After Fil verified that all the IO Chassis in the CER were operational, we rebooted h1psl0 as a test [we were suspicious of this system].
We started powering up the corner station front ends, SUS first. At that point we remembered that we should have disabled all the Dolphin IX switch ports in the MSR, which we did before going on with the machine recovery.
As each of these computers came back online, their DAQ status was 0xbad. Both DAQ DCs were not discovering these computers, but had discovered h1psl0 after its reboot (and the DAQ status for the End and Mid machines continued to be good). General rule is that any computer which was powered down in the outage was not being discovered by the DAQ. Jonathan restarted DC1, which fixed its FE discovery of the systems we had already brought back and those we were bring back. Later he restarted DC0 to restore all the FEs into the DAQ.

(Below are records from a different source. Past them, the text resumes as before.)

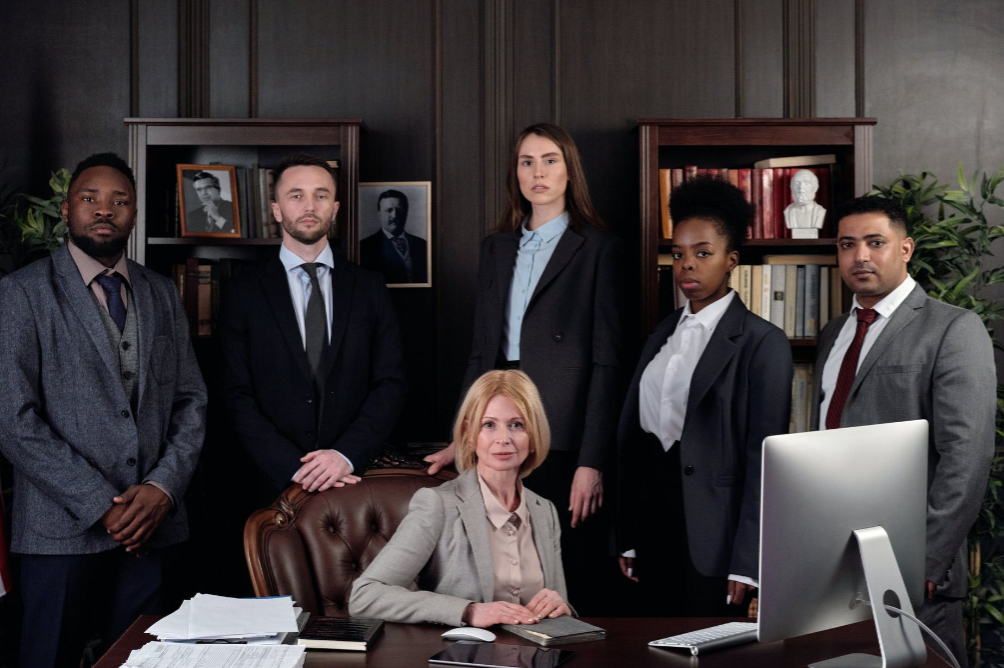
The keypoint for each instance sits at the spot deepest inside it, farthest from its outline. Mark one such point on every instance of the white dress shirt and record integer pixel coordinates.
(665, 385)
(299, 290)
(884, 310)
(535, 250)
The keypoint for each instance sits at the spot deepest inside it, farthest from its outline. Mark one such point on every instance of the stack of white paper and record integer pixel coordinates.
(208, 617)
(170, 655)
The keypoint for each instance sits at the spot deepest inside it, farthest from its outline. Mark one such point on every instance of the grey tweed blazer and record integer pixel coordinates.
(931, 362)
(440, 560)
(65, 422)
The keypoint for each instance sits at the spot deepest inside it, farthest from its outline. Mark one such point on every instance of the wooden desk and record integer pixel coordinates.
(403, 645)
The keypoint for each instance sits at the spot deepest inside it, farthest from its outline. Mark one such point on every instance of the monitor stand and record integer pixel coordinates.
(899, 639)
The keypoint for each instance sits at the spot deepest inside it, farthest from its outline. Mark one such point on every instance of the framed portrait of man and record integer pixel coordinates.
(396, 231)
(208, 201)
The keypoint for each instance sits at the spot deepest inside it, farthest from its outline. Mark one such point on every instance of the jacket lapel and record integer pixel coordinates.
(539, 517)
(717, 355)
(472, 512)
(902, 316)
(506, 246)
(275, 284)
(79, 297)
(342, 291)
(143, 300)
(568, 244)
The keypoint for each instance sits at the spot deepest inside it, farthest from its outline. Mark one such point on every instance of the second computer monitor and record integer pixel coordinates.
(818, 487)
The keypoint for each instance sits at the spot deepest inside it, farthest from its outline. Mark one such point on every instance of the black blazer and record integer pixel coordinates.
(740, 394)
(266, 380)
(570, 339)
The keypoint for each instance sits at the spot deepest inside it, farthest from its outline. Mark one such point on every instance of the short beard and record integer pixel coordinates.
(100, 249)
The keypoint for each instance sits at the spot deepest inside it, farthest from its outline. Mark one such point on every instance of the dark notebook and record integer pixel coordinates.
(339, 633)
(557, 631)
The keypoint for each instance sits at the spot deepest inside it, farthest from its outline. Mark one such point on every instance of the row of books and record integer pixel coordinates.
(798, 293)
(767, 188)
(199, 283)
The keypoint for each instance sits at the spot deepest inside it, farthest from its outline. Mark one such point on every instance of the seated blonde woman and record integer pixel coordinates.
(480, 549)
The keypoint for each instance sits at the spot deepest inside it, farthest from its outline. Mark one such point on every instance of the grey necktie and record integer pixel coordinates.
(315, 320)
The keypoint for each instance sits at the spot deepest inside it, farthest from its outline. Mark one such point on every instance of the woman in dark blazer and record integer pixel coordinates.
(548, 303)
(714, 380)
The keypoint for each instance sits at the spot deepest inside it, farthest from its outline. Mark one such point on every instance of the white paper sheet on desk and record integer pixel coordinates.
(214, 616)
(168, 655)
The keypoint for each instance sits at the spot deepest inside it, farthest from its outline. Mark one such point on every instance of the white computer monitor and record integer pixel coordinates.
(818, 488)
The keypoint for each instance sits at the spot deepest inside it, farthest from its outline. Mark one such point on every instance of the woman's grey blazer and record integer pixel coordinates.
(440, 559)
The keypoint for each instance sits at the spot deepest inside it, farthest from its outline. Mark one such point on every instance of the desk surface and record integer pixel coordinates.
(404, 645)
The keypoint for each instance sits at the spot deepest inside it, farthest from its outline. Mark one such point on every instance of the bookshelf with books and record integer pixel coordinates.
(162, 150)
(759, 156)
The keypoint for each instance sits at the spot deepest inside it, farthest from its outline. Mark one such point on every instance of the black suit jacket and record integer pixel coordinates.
(266, 380)
(740, 394)
(571, 336)
(378, 253)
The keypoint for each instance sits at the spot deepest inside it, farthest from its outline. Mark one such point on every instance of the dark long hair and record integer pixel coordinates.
(578, 204)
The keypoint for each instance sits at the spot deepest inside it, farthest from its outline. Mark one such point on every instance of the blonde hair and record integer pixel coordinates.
(520, 390)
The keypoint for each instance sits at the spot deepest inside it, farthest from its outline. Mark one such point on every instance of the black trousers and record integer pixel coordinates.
(69, 599)
(667, 575)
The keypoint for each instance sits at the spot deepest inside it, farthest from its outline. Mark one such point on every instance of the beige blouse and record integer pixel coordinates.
(518, 576)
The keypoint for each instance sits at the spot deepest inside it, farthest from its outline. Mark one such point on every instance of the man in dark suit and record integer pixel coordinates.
(313, 374)
(900, 355)
(102, 420)
(399, 255)
(215, 214)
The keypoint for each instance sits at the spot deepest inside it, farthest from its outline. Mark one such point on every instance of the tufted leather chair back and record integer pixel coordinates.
(314, 545)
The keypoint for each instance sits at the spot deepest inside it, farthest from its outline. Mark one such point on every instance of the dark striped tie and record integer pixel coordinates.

Minor issue, the V1 SEI front ends started with a negative IRIG-B which delayed their DAQ recovery by about 10 minutes. Alll the upgraded systems with the new timing card did not see any delay.
At the endstations the models were restarted on both SUS and ISC systems. We debated whether to power cycle these, but decided against it since nothing had been powered down.
The three non-FEC diskless systems (h1cdsrfm, h1build, h1ecatmon0) are UPS'ed and did not power cycle.